Bankson v. Laflam

92 Wash. 437 | Wash. | 1916

Bausman, J.

Plaintiff in crossing a street was struck by Laflam’s jitney, for the safe operation of which the defendant casualty company had become surety under Laws 1915, page 227 (Rem. 1915 Code, § 5562-37). By that act a surety becomes j ointly and directly liable with the principal to the extent of the penal sum, and only one cause of action was stated here when the two were sued jointly though the limit of the bond was prayed for against the surety and more from the principal. A motion for separation of causes of action was ill taken.

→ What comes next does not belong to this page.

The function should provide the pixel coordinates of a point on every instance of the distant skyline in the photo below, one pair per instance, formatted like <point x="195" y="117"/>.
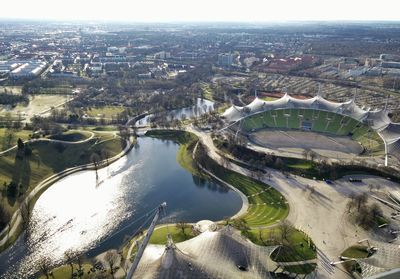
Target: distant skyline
<point x="202" y="10"/>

A verdict being rendered for plaintiff, an error is assigned in the court’s instructing the jury that they might include damages for such pain and suffering as under the evidence plaintiff might be reasonably expected to endure in the future.

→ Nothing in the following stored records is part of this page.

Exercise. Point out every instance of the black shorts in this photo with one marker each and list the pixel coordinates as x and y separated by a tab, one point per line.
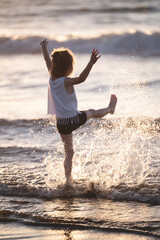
68	125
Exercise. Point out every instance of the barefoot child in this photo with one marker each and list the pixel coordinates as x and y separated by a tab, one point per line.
62	101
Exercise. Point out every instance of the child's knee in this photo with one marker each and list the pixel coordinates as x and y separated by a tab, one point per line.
70	152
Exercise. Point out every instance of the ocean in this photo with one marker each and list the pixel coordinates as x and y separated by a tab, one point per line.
116	166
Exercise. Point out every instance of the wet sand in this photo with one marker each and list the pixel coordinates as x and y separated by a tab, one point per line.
15	231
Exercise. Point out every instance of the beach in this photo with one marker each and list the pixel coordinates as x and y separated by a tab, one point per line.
116	166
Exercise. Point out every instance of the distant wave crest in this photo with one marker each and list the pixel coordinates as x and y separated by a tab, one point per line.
137	43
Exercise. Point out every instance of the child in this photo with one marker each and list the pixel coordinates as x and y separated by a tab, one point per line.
62	100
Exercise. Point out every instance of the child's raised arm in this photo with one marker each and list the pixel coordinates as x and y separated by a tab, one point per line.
46	56
82	77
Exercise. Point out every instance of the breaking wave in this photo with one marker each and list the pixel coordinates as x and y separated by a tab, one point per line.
136	43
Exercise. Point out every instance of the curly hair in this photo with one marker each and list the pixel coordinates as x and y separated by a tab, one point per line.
62	62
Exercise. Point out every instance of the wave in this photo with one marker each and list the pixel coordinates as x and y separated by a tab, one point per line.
137	43
138	9
145	193
147	124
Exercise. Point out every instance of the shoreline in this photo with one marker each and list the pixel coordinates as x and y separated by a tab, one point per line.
21	231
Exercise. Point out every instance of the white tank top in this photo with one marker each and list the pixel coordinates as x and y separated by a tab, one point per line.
61	103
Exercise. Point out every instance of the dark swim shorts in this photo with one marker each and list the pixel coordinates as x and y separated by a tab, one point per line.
68	125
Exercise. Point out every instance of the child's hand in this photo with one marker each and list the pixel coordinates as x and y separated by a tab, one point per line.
44	42
95	56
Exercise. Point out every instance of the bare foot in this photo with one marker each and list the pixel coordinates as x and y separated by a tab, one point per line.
112	104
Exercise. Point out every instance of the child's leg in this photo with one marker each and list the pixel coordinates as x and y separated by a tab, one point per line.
68	147
91	113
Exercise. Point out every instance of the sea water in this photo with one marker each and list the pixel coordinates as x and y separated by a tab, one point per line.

Future pain or suffering is not an allegation of the complaint, which, however, states such shocking, spraining, straining, and tearing of cords, tendons, nerves, and muscles in a leg as causes extreme pain and suffering and permanently cripples plaintiff. The proof relates a continuous suffering since the accident aggravated whenever plaintiff puts any weight upon his leg, besides constant experiencing of pain and a probability that at plaintiff’s age of fifty-nine the limb will never heal and be as strong as before. Conceding all this, appellants contend that it does not make future pain recoverable, relying upon Bennett v. Oregon-Washington R. Nav. Co., 83 Wash. 64, 145 Pac. 62. That is a case in which is involved not future pain and suffering but future mental anguish, the latter a distinctly different element though at times, to be sure, coming out of the former. The law presumes a continuance of what exists, and it is neither surprise to the opposite party nor unreasonable from any point of view to say that when a man exhibiting a permanent injury testifies also to his having pain up to the very time he is talking to the jury, there may be a continu*439anee of it for some time in the future, so no express proof upon that is necessary. Passage v. Stimson Mill Co., 52 Wash. 661, 670, 101 Pac. 239. In the Bennett case mental anguish was not an existing condition, the court carefully noting the fact that “there is no evidence tending to show any mental anguish or anything other than the pain and suffering naturally incident to an injury like the one complained of.” That was what the Bennett case turned upon. As to pain or suffering, that the court did not exclude as a' future element, permitting it on the contrary “when the jury can find from a preponderance of the evidence that future pain and suffering is reasonably certain to result,” which language we deem conformed to here in “reasonably expected.” Harris v. Brown’s Bay Logging Co., 57 Wash. 8, 106 Pac. 152, explaining Ongaro v. Twohy, 49 Wash. 93, 94 Pac. 916.

We find no other points requiring discussion, and the judgment is affirmed. .

Morris, C. J., Main, Parker, and Fullerton, JJ., concur.